En se vaccinant on crée une immunité adaptative, dans ce cas le zinc est nécessaire à l’amplification clonale (réplication des lymphocytes) et la vitamine D à la production des cellules T-Reg, casques bleus de l’immunité. Des carences dans ces nutriments empêchera une réponse efficace.

Au niveau microbiote

La relation entre microbiote et réponse vaccinale a été vérifié dans plusieurs études récentes. Lors d’une vaccination, le microbiote agirait à la fois comme modulateur immunologique et comme adjuvant naturel. Les liens entre microbiote et système immunitaire sont d’une importance capitale, surtout chez le nourrisson, lorsque la majorité des vaccins sont administrés. Des études sur les animaux ont montré une réponse variable en termes de quantité d’anticorps, selon l’état du microbiote. D’où l’importance de ne pas vacciner un enfant malade, qui en plus a reçu des antibiotiques, sans avis médical.

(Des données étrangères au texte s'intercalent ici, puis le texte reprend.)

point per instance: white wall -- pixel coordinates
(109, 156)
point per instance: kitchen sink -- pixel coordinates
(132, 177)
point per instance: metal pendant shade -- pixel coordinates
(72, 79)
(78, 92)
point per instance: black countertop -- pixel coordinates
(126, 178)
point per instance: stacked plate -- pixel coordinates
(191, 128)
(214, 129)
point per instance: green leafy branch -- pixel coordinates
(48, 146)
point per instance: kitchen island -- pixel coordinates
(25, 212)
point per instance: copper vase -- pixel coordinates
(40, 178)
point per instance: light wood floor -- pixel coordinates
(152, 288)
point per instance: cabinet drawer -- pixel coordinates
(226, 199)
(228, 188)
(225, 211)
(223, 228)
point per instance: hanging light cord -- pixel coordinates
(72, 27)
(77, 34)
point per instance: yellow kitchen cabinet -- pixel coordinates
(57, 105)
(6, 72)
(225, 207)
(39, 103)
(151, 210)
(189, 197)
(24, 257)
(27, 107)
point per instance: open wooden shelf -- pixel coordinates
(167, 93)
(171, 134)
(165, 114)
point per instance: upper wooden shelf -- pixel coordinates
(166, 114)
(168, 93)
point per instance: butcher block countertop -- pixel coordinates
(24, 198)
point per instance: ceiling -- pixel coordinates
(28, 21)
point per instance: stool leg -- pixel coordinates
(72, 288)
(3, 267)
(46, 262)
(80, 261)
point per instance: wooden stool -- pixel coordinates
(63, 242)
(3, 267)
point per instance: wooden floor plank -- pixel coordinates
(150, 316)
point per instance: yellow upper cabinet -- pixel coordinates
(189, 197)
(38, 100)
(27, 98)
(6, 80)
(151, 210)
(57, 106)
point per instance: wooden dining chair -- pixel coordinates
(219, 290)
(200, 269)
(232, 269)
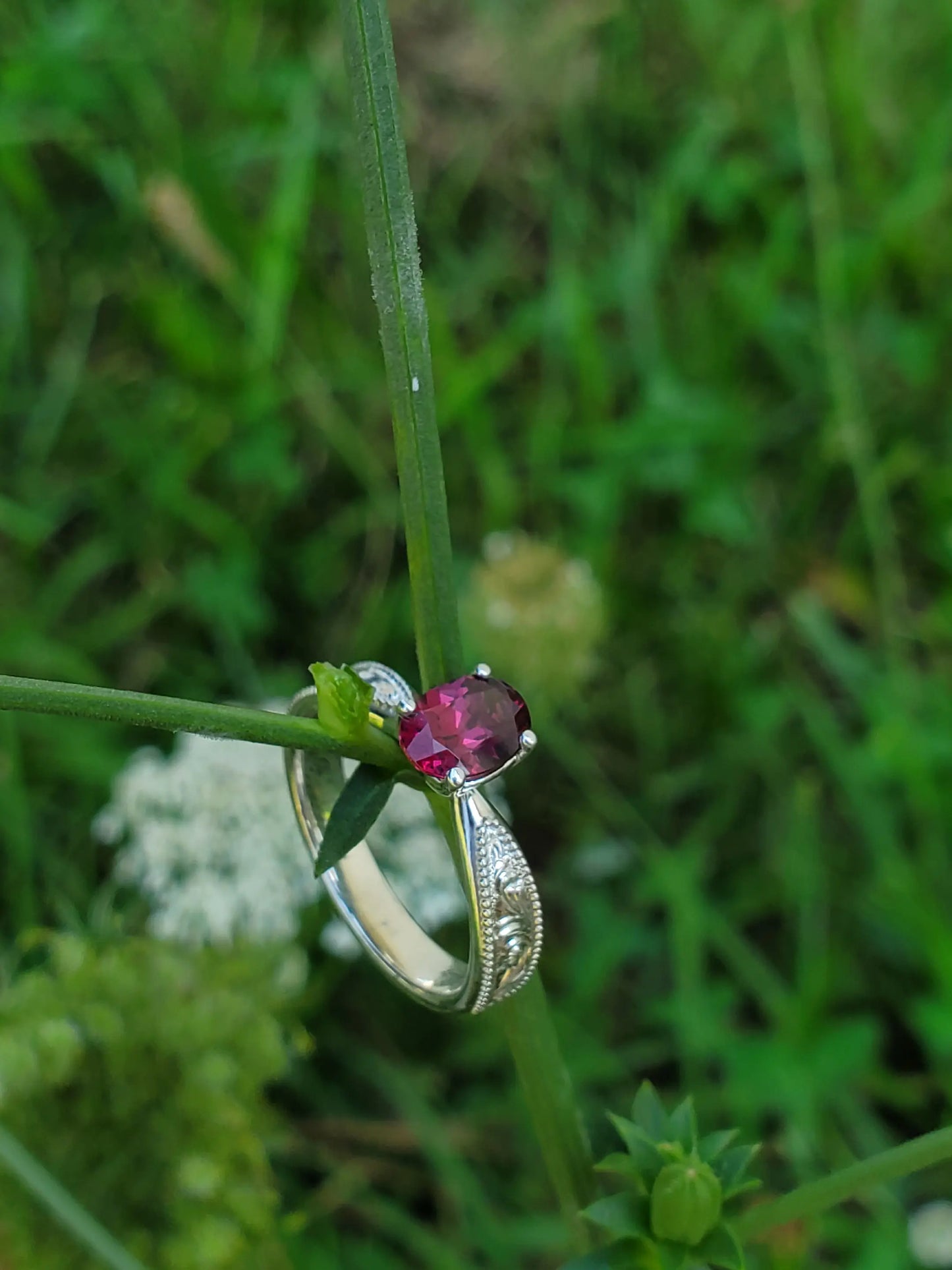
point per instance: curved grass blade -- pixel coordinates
(398, 289)
(63, 1207)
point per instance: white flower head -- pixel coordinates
(931, 1234)
(211, 841)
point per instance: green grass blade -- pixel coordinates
(63, 1207)
(398, 289)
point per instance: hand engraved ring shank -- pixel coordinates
(505, 919)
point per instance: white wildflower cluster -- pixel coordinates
(208, 837)
(211, 841)
(931, 1234)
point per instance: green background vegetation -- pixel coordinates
(683, 330)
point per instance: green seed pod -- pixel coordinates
(686, 1201)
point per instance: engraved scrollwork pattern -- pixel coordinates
(509, 911)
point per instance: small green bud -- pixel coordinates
(686, 1201)
(343, 700)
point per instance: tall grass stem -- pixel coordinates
(398, 289)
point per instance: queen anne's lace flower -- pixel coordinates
(931, 1234)
(208, 837)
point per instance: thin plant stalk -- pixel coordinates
(398, 289)
(173, 714)
(815, 1198)
(63, 1207)
(845, 388)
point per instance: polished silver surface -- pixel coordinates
(505, 919)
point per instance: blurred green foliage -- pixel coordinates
(197, 497)
(135, 1072)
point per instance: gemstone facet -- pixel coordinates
(471, 723)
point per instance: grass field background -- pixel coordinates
(688, 271)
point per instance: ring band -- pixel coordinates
(505, 917)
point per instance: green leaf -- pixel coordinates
(712, 1145)
(721, 1250)
(731, 1166)
(343, 700)
(617, 1215)
(649, 1114)
(683, 1124)
(648, 1159)
(620, 1256)
(398, 289)
(358, 805)
(750, 1184)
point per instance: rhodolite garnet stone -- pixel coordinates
(472, 723)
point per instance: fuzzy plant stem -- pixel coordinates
(398, 289)
(831, 287)
(173, 714)
(63, 1207)
(814, 1198)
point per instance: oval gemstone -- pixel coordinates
(471, 723)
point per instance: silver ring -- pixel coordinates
(505, 917)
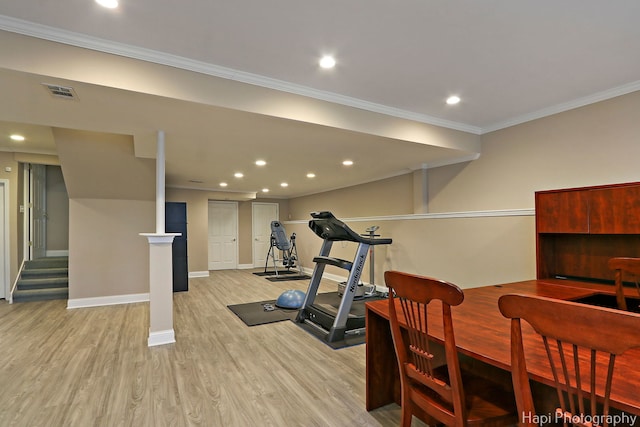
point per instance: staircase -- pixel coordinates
(43, 279)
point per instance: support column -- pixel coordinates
(160, 289)
(160, 264)
(420, 191)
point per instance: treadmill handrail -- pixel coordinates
(328, 227)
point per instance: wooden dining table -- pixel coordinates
(483, 337)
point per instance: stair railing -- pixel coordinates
(15, 282)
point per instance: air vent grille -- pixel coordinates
(61, 91)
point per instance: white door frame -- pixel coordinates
(6, 238)
(237, 246)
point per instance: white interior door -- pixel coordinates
(223, 235)
(38, 210)
(263, 214)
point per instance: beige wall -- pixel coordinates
(392, 196)
(111, 201)
(596, 144)
(107, 256)
(7, 160)
(198, 224)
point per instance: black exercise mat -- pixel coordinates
(271, 273)
(284, 278)
(253, 313)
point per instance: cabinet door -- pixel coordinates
(562, 212)
(615, 210)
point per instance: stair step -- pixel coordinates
(47, 262)
(43, 283)
(40, 294)
(45, 272)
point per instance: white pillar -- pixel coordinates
(421, 190)
(160, 264)
(160, 173)
(160, 289)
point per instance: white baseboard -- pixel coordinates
(109, 300)
(61, 252)
(161, 337)
(194, 274)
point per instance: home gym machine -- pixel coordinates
(287, 246)
(323, 320)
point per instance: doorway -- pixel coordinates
(223, 235)
(46, 208)
(262, 214)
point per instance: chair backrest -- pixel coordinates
(624, 268)
(415, 295)
(581, 343)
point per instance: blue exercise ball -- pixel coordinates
(292, 298)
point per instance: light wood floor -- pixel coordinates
(92, 366)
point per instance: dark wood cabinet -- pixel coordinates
(176, 222)
(579, 229)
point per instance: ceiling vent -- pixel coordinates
(61, 91)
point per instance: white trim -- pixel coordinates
(85, 41)
(194, 274)
(61, 252)
(160, 238)
(566, 106)
(161, 337)
(6, 238)
(443, 215)
(45, 32)
(108, 300)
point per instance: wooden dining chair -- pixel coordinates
(444, 393)
(581, 343)
(624, 268)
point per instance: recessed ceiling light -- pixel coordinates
(453, 100)
(327, 62)
(110, 4)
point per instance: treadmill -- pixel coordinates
(323, 320)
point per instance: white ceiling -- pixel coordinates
(509, 61)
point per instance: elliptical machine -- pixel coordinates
(287, 246)
(320, 319)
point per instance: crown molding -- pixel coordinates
(566, 106)
(45, 32)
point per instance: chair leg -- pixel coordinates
(406, 413)
(406, 417)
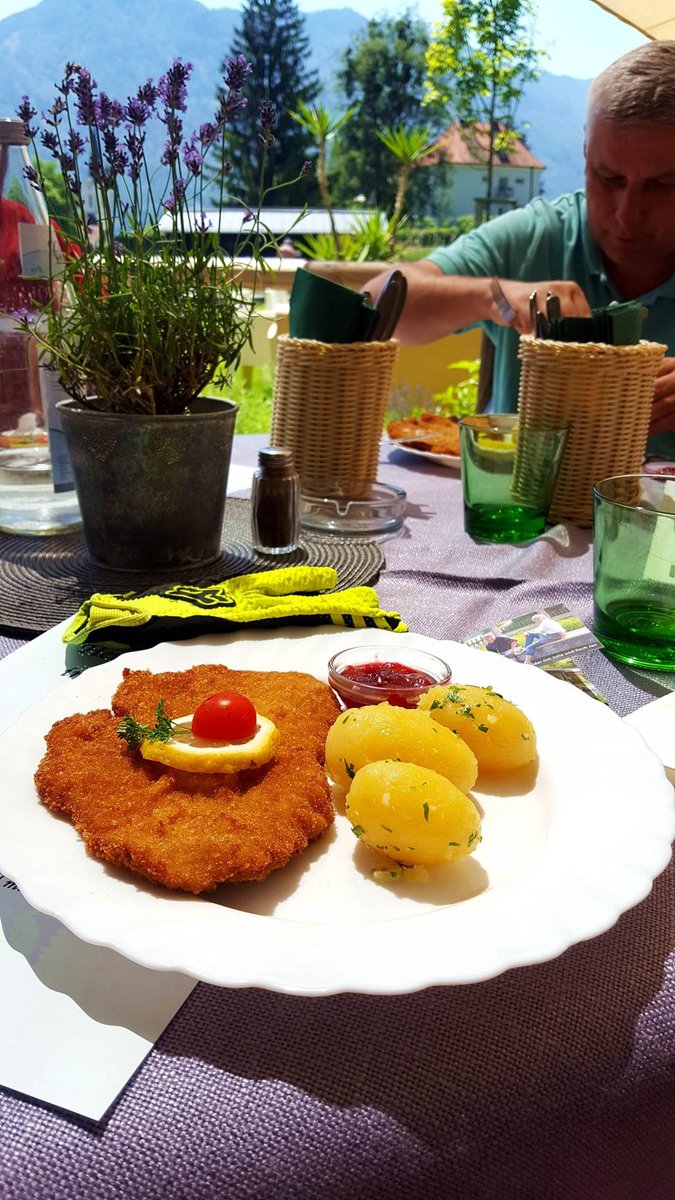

La réponse individuelle aux vaccins est particulièrement sensible à la composition et la richesse du microbiote, c’est-à-dire la diversité des familles bactériennes présentes, leur nombre et leur répartition. Chez les personnes âgées, les altérations du microbiote sont corrélées au déclin de la santé. On retrouve un microbiote appauvri, avec notamment moins de bifidobactéries et davantage d’entérobactéries, moins d’acides gras à chaîne courte (monnaie d’échange entre bactéries symbiotiques et cellules intestinales), davantage d’interleukine-6 et de TNFα, qui sont les principales cytokines pro-inflammatoires.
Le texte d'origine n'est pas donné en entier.